When John Devine retired from Ford Motor Co. in October 1999 at age 53, he didn't head for a Florida retirement village or go fishing. The 32-year Ford veteran and former CFO moved to San Francisco and became CEO of Fluid Ventures LLC.
Former rival General Motors found Devine there last year and recruited him to become its CFO and a vice chairman. He assumed those posts Jan. 1.
Devine spoke with Staff Reporter Jim Henry at the Geneva auto show Feb. 27.
Lenders say they can't compete with captives because of the financial support captives get from the factories. Does the net income of the captives really reflect how profitable the auto-lending business is, or is it just a question of which pocket the money comes from?
Reported net income is a pretty good indicator of where they think they are. What you don't want to do is to kid yourself about the inherent profitability of that business. Sure, there is incremental support, but things like credit losses are the captives' responsibility.
Is there some way to gauge how the captives would do as stand-alone businesses?
GMAC is a stand-alone.
Are stand-alones profitable?
GMAC is profitable; Ford Credit is profitable. I think it's a good business to be in. There is residual risk; there is credit risk.
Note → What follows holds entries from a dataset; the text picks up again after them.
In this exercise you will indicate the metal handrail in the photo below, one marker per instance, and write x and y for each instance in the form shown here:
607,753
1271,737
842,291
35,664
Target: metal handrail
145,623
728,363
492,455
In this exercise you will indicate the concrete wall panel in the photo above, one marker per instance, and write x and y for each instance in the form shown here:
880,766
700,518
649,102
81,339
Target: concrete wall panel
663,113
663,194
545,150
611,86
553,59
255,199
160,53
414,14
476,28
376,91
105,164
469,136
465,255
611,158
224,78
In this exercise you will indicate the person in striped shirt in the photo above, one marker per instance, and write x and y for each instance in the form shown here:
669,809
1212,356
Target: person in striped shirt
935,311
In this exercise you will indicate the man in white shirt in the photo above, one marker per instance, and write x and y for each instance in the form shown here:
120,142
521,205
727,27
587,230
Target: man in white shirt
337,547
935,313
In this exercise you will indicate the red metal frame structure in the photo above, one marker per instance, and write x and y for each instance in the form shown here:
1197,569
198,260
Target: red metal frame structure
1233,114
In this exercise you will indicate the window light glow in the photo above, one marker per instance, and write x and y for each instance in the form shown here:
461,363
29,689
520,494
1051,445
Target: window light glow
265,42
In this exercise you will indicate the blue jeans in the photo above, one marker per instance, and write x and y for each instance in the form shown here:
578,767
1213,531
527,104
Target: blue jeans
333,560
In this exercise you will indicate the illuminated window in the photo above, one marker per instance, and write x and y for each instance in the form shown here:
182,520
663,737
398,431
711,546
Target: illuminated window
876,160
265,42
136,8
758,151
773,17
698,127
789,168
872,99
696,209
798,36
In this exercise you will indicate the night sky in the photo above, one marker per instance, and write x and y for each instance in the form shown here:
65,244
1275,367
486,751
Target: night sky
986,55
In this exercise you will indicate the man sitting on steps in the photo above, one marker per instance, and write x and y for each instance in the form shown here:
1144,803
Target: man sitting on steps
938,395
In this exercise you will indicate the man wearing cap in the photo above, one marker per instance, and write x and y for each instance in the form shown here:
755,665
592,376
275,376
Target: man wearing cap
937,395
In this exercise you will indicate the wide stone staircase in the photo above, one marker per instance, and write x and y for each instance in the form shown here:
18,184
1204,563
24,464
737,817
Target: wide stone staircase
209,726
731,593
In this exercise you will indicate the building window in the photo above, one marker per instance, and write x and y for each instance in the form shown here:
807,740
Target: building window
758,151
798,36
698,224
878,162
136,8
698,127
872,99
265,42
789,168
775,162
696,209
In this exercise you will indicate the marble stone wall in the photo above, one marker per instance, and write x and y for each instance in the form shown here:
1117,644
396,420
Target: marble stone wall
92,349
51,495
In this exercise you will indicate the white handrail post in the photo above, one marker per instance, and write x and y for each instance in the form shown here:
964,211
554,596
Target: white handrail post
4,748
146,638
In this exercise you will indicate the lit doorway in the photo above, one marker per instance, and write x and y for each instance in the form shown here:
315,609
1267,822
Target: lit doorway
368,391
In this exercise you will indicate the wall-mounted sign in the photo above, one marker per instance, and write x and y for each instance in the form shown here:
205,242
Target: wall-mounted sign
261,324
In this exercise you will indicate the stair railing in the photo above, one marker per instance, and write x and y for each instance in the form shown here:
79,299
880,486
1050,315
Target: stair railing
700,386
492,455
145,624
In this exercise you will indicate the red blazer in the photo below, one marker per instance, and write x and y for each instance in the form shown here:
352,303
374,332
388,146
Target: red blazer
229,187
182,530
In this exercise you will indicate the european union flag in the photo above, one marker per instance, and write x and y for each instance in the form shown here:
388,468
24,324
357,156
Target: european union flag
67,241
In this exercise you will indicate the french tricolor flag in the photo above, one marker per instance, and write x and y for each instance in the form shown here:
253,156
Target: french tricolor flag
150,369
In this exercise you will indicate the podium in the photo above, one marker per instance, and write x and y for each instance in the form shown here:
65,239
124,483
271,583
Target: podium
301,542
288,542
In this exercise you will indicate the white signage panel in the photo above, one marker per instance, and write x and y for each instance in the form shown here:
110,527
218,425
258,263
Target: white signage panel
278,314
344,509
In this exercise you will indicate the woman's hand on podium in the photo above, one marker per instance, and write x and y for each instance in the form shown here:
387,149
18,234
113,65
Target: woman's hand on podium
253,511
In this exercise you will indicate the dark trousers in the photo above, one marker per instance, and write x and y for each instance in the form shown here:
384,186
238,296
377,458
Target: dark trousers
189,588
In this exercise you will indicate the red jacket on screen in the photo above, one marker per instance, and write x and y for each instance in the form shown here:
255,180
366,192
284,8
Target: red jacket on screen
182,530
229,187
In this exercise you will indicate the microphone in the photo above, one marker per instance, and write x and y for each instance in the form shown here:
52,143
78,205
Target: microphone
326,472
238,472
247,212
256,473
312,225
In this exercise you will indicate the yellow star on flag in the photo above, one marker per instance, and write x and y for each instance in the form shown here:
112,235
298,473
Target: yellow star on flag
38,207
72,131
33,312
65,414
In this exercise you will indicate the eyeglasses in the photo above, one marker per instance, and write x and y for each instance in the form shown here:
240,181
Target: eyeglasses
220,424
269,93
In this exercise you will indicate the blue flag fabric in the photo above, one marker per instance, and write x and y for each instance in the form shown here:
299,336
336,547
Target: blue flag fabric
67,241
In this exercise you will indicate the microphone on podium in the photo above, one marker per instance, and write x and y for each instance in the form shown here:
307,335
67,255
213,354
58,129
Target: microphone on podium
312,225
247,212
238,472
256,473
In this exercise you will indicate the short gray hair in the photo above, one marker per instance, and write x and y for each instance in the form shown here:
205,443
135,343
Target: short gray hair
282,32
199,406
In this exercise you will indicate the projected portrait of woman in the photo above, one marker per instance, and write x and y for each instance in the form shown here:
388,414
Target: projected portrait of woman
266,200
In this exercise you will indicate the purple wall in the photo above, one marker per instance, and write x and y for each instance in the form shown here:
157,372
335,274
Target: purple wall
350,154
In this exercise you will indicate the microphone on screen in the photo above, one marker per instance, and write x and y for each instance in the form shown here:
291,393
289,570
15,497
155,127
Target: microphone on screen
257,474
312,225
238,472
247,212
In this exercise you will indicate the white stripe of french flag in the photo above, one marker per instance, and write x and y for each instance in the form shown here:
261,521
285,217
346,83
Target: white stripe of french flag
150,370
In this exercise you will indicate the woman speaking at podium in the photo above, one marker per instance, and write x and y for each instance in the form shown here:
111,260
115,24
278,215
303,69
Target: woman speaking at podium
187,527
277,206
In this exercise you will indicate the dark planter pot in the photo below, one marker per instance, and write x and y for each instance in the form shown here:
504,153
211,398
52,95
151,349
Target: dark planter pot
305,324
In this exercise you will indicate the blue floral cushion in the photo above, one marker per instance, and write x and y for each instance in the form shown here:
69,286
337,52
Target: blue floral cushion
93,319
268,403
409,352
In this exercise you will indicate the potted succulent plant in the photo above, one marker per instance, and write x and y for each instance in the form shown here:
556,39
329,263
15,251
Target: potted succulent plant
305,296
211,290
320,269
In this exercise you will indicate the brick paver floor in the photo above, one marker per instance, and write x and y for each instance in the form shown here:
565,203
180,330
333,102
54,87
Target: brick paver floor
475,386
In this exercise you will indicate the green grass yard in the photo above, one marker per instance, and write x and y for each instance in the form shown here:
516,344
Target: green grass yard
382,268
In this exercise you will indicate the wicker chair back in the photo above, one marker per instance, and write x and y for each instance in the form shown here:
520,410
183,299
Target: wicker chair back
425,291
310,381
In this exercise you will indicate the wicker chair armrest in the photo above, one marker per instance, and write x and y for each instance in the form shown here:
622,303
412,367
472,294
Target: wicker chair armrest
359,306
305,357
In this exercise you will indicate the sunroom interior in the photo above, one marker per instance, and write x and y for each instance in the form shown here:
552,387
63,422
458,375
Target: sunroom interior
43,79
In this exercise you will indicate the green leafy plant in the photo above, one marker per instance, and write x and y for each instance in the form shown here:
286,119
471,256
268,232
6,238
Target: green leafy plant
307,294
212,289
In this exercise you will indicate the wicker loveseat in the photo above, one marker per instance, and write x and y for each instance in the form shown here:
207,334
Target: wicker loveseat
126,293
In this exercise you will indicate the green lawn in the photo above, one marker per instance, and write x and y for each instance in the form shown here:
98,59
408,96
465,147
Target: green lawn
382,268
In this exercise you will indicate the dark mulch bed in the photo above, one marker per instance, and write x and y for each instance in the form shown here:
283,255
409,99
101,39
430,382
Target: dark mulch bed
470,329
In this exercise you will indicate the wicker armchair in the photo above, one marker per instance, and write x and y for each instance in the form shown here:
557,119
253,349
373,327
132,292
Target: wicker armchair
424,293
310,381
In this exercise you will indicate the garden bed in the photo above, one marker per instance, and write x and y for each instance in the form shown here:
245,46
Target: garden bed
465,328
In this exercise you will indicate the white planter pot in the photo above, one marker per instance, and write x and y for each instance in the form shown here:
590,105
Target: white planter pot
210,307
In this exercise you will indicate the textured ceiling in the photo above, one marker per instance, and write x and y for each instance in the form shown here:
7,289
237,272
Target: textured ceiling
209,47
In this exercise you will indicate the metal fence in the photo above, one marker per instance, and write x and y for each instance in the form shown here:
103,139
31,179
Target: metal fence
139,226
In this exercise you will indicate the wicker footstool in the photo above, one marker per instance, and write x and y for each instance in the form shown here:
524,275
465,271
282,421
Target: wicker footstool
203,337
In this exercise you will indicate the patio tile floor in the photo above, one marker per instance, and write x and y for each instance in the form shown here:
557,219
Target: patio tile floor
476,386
What's the 2001 outlook for the captives?
The goal for GMAC is the seventh year of increasing profitability. That's not an easy goal in a year when volume is supposed to be down.
How do you get more profitable when volume is down? Cut back on leasing?
No, leasing is about right where it is.
Do you expect the Federal Reserve to make more interest-rate cuts?
I hope so. I think we're going to see another one or two reductions this year. Consumer confidence is down. The Fed looks at us in the auto industry as an indicator of how things are going for the economy. January, by any stretch, was a pretty healthy level. February looks pretty good.
So why is there so much gloom and doom about the economy?
We don't think we're in a recession. But when sales are down at all, any time there is a shock or something like that that we can't predict, you are not that far from a full-blown recession.
What's your 2001 sales forecast?
It's about 16 million to 161/2 million, including medium and heavy trucks, and the February rate looks to be in that range. That's still pretty good. The scenario late last year was that the first quarter would be very weak, with a gradual recovery the rest of the year. The first quarter is turning out not to be so bad. In light of that, the issue now is what the second half of the year looks like. Will we see recovery? Right now, flat seems more likely.